The script-writer of Modern Warfare 2 says that the airport mission was needed to push the game to the next level.
Jesse Stern was a scriptwriter on both of the Modern Warfare games, in addition to his day job as writer on NCIS. In an interview over at GamePro, he discusses why the airport level was a risk that needed to be made in order to make a great game. (Spoiler note! If you are uncomfortable with reading spoilers to the story of MW2, you shouldn't have clicked on this story and you should definitely stop reading now.)
"I hope that game developers take the lesson that you've got to try things. You've got to go out on a limb sometimes. This is a triple-A game and the top grosser of all time with this huge budget behind it, yet we're still taking major chances wherever we can and the airport level was a risk we had to take. Sometimes you take huge risks and it really works. Sometimes it doesn't work at all. But if you don't take the chance, you're not going to make something new," Stern said.
When asked what would be the "right" moral action when you are playing an undercover CIA agent posing as a terrorist, Stern said,
There's three things you can do. Once you realize what's happening, you can open fire on the other terrorists that are with you. They'll turn around and kill you quickly, but that is an option. You can do nothing for the first half of that level too. You're not obligated to do anything other than walk and watch, which I think portrays another completely different feeling of helplessness. And the third option is [that] you can open fire.
Every single person in testing opened fire on the crowd, which is human nature. It feels so real but at the same time it's a video game and the response to it has been fascinating.
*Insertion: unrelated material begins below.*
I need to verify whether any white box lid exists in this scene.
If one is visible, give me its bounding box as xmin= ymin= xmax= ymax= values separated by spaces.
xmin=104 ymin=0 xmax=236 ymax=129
I never really knew you could elicit such a deep feeling from a video game, but [that level] has.
Given that Kevin McBride, the actor who voices "Soap" MacTavish, has mentioned talks of a MW2 film, it was inevitable that Stern would be involved. "Jason West, Steve Macuda and the rest of the guys from Infinity Ward have an interest in doing it and Activision wants to do it. I'd be very curious to give that a try. You've got your source material to draw on, which is the biggest advantage in getting one of these movies off the ground," Stern said.
It is interesting to hear about the game from a script-writer's perspective, instead of just the game designers. Perhaps other studios will take a cue from Infinity Ward and think about hiring top-notch Hollywood script writers to the team.